The second effort was more conventional with a sheet metal platform and the VW engine the "right" way round, slung out behind the rear axle. This was clad in either coupe or open bodywork and some 50 were built in Gmund by 1948. They proved an immediate hit and it became obvious more volume would be required, which led to Porsche approaching a small Stuttgart body-building firm, Reutter Karosserie, to produce bodies which were assembled into completed 356s in a building on the premises.

The first production 356 was completed in Stuttgart on April 6, 1950 - 369 in total were produced that year. One of the first was given the nickname Ferdinand after being presented to the elder Porsche on his 75th birthday in September. However, he didn't get to enjoy it for long, dying on Jan. 30, 1951.

Ferdinand became a test car that in the next eight years racked up more than 400,000 kilometres while a wide variety of modifications, many adopted for production versions, were tried out. Ferdinand the 356 was originally fitted with a 1,086 cc VW air-cooled flat four tuned to produce 40 hp and had a four-speed gearbox, drum brakes and could hit a top speed of 140 km/h.

Porsche was definitely back in the car business and claiming its first international renown with a class win in the 1951 24 hours of Le Mans. It also returned to Zuffenhausen in 1951 and, by 1952, Porsche Plant 2 had been completed. Production of the 356 passed the 10,000 by 1956.

Porsche plant 3 in Zuffenhausen was opened in 1960, and in 1964, soon after the now iconic 911 was introduced, Porsche took over Reutter.
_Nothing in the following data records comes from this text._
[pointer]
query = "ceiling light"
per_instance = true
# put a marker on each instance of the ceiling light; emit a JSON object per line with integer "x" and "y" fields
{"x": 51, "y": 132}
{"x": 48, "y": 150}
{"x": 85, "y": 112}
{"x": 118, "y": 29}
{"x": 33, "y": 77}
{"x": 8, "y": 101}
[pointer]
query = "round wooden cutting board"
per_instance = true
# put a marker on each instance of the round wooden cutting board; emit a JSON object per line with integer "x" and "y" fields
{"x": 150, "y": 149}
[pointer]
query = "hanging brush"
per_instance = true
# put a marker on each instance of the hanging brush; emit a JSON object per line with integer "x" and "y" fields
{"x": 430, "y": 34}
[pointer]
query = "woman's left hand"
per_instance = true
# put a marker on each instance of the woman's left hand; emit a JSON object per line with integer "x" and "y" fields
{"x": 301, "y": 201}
Today all Porsche engines, the full 911 series and versions of the Boxster are built in the Zuffenhausen factories.

An unbroken line of superb cars followed the introduction of the 356 in the '50s and '60s - not all came out of the Zuffenhausen factory - but many are now part of the museum collection.

These include:

  • The 356 in faster and better-equipped versions
  • The awesomely fast little four-cam engined 550 Spyder in 1955 (the model James Dean was killed in)
  • The Type 718 RS 60 Spyder of 1959/60 that won the Targa Florio and at Sebring
  • The Type 787 Formula 11 racer of 1960 and the Type 804 Formula 1 car of 1962
  • the 911 sports cars that went into production in 1964 and also that year the amazing 904 Carrera GTS Coupe, another Le Man class winner
  • The sleek 908s of later in the decade
  • The VW-based 914 sports car of 1969
  • The 917s that gave Porsche its first outright win at Le Mans in 1970

Canadian racing fans were thrilled by the turbocharged 917 Spyder in the early '70s, later versions of which produced 1,100 hp in race trim and 1,500 hp for qualifying and were awesome machines in the hands of George Follmer and Mark Donohue.
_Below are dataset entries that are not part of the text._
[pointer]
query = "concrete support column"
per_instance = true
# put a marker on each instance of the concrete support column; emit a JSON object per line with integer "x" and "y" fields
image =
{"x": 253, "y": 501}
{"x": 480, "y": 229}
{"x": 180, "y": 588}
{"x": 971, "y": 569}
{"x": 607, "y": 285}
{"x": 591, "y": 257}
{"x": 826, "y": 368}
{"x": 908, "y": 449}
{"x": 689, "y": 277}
The 911 has carried Porsche's name to fame on the street and the track with a wide range of models that include the 1973 911 Carrera RS 2.7. The Carrera name is attached only to exception models and the RS was all of that. Its 201 hp doesn't sound like much today, but was a sensation then.

The 911 Turbo of 1974 was another sensational road car of the period. In 1978, Porsche went rallying with the 911 SC Coupe "Safari" taking on the East Africa Safari Rally. Success eluded the company but the car looked great.
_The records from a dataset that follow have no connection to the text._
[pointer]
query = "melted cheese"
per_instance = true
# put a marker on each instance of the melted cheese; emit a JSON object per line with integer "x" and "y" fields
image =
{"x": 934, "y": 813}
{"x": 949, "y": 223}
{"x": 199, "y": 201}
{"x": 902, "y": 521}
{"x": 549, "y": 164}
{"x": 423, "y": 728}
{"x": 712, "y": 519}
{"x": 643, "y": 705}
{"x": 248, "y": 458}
In 1977, Porsche broke with tradition by introducing the front-engined 928 with its V-8 and luxury level trim. This was followed in 1981 by the four-cylinder front-engined 944, and in 1982, the open-topped 911 SC Cabriolet. In 1984, Porsche won the first of its three F1 victories with the TAG-Turbo motor.

More 911 variants continued through the '90s and today Porsche, after more than 60 years, remains one of the most sought after sports cars in the world.

A look back at a timeless sports car company as it celebrates 60 years since its first production vehicle.